Fixed an issue on multi-vsys firewalls where a host was not removed from the quarantine list after receiving a redistribution message from Panorama. This occurred when Panorama was configured to redistribute quarantine messages to a firewall cluster, and the GlobalProtect configuration and redistribution were built out in a vsys other than vsys1.

Fixed an issue where, when the Network Packet Broker feature was enabled, forward TLS (non-decrypted) traffic was not working as expected when there were segmented client hellos and a no-decrypt rule existed. This issue occurred when Zone Protection profiles were configured for trust/untrust zones but not attached to NPB zones.

Fixed an issue on Panorama where reassociating a vsys from one device group to another in a multi-vsys environment resulted in another vsys from the same firewall being removed from the original device group. This resulted in the device being moved into the no device groups attached group, a superuser was required to manually reattach the device.

Fixed an issue where, after upgrading to an affected PAN-OS release, the Visible Virtual Systems field started to reference the vsys name instead of the vsys ID, which caused inter-vsys routing to fail. This occurred when a vsys display name matched one of the vsys IDs.

Fixed an issue where the firewall experienced high management CPU usage and repeatedly rebooted when attempting to retrieve SMART data.

Fixed an issue on the firewall where the useridd process continuously increased its memory consumption, which resulted in an OOM condition that caused the firewall to restart.

Fixed an issue where EAL logs for traffic matching the intrazone-default Security policy rule were not forwarded to the IoT Security portal.

Fixed an issue where the firewall repeatedly reported an unreachable syslog server as back online when the server remained unavailable. This resulted in misleading alternating connection status messages in the system logs.

Fixed an issue on Panorama appliances and Log Collectors where, after an upgrade, Elasticsearch intermittently entered into a Red state before automatically recovering.

Fixed an issue where the GlobalProtect host ID field was intermittently blank in traffic logs on Prisma Access, even when the user was connected and had the correct host ID information. This occurred when the IP address to host ID entry expired and the entry was re-insterted without the dataplane flag being set.

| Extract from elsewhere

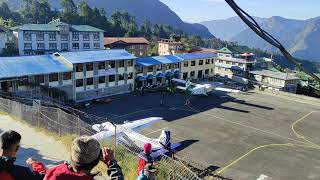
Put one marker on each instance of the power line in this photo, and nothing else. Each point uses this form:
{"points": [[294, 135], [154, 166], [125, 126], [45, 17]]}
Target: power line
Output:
{"points": [[246, 18]]}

(VM-Series firewalls only) Added the CLI command no-refresh-discard-session to address an issue where the discarded session time to live (TTL) did not refresh at the default value.

Fixed an issue where, after upgrading Panorama in a High Availability (HA) pair, the configuration logs stopped synchronizing from the primary Panorama to the secondary Panorama. This issue occurred because the log forwarding flag was permanently disabled due to the connection state not being active when the log-fwd-ctrl message was received.

Fixed an issue where traffic from cloud applications intermittently matched an incorrect cloud-apps policy rule when ACE (App-ID Cloud Engine) was enabled.

Fixed an issue on the firewall where the logrcvr process stopped responding.

Fixed an issue where on the firewall where the routed process stopped responding after changing the MTU or any link state parameters when OSPF and PIM were enabled on the same interface.

Fixed an issue with firewalls in active/passive HA configurations where an OOM condition occurred and caused a failover due to a memory leak associated with the logrcvr process.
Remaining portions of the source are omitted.